As they work in silicon valley they probably already wear skinny jeans so are half way there


----------



## Danm (Jan 26, 2012)

Think about it some more . In cup 'mojo' connected to something that can control the rate of water being added and the rate of drip .... Probably not that difficult for greater minds and could likely produce a brilliant cup.


----------



## garydyke1 (Mar 9, 2011)

I will refrain from commenting until someone I respect has tasted its output.

It looks like a pain to descale : )

Where does the grinder come into this picture???


----------



## RoloD (Oct 13, 2010)

...because it's techno-fetish

making a cup of coffee really doesn't have to be that complicated


----------



## synthet1k (Dec 17, 2011)

RoloD said:


> Ten grand to make a cup of coffee.

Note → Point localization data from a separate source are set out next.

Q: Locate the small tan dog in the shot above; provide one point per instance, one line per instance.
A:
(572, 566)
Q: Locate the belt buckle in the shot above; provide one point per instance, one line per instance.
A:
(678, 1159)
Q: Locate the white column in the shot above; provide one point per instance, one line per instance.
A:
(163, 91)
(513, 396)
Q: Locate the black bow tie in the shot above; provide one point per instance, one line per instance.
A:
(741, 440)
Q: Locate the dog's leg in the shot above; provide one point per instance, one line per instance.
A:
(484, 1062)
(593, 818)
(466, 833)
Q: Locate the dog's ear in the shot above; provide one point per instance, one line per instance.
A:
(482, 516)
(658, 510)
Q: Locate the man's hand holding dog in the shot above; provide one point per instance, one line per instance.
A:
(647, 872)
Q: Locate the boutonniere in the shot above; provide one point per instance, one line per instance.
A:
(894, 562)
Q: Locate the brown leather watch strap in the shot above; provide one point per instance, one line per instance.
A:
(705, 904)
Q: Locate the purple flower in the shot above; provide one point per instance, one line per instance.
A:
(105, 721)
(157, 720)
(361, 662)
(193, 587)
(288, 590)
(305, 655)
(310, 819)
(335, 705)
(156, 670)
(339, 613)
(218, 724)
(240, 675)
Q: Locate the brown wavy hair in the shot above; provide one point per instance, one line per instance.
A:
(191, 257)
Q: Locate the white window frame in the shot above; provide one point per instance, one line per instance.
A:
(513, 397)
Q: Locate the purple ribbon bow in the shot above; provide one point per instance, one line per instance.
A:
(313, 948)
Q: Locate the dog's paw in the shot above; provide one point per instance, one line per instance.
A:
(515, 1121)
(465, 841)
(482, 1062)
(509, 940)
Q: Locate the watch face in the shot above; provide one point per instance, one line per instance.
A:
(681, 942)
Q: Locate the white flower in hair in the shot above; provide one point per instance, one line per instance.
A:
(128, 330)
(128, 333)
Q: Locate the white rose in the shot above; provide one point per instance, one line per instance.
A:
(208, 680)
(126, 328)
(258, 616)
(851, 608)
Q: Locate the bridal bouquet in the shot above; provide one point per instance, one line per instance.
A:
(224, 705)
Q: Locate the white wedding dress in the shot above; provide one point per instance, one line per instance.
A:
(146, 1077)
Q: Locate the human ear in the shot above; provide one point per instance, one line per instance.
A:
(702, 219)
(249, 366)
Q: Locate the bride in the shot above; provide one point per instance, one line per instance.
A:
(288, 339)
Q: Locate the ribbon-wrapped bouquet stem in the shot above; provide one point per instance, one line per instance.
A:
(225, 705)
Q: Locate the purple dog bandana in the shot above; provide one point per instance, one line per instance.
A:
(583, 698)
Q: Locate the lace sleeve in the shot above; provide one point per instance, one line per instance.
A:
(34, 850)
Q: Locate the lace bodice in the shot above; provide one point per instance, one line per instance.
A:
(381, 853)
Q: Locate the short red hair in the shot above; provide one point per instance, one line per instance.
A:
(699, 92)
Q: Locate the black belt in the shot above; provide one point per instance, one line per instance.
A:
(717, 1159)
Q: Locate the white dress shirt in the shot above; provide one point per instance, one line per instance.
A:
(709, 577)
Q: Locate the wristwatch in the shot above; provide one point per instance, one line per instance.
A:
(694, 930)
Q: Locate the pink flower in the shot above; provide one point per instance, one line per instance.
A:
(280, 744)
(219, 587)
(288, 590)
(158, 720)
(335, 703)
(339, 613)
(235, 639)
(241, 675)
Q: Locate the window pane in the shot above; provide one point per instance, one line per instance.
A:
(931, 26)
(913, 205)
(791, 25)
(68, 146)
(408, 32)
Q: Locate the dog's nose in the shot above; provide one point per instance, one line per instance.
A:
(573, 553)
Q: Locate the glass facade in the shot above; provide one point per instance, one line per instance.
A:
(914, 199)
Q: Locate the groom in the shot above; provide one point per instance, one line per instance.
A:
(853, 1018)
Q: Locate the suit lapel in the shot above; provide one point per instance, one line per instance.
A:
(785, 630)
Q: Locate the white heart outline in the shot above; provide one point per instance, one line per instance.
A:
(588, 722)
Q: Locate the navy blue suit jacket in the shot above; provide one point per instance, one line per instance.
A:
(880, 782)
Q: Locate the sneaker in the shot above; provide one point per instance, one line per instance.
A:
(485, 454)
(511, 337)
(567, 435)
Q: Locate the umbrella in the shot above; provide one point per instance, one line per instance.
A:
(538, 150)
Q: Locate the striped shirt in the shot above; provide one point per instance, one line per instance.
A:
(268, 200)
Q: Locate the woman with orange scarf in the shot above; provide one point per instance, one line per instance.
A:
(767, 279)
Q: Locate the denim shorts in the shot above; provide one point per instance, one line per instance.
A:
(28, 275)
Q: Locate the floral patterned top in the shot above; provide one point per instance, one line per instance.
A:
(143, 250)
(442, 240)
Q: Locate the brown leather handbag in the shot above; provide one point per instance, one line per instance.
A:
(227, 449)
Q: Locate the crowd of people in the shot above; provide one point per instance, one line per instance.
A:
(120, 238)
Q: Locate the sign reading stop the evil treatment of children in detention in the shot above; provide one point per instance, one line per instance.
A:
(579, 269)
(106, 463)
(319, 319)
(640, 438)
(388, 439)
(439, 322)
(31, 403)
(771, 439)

Get a fucking life.


Amen to that. Way over the top. If I made a cup using a Bialetti stove-top, and one using the 10k machine your average person wouldn't be able to tell the difference.


----------



## MWJB (Feb 28, 2012)

It looks interesting, technically, if not so much aesthetically.

It seems to be aimed at users that have no/little experience of brewing coffee and simply eliminates some variables...like a brew, by the cup Aeropress with preset temp & brew time. Aimed at the commercial market...spend on commercial brewing & employ a barista, or buy a $10K machine and let the waitresses, waiters, kids working weekends operate it? Whether or not it is infallible is one thing, but I'd wager it will up strike rates for everyday users.

It would appear to utilise existing, stand alone, grinders?

http://www.blossomcoffee.com/one/#features


----------



## MWJB (Feb 28, 2012)

It's like deja vu...all over again...


----------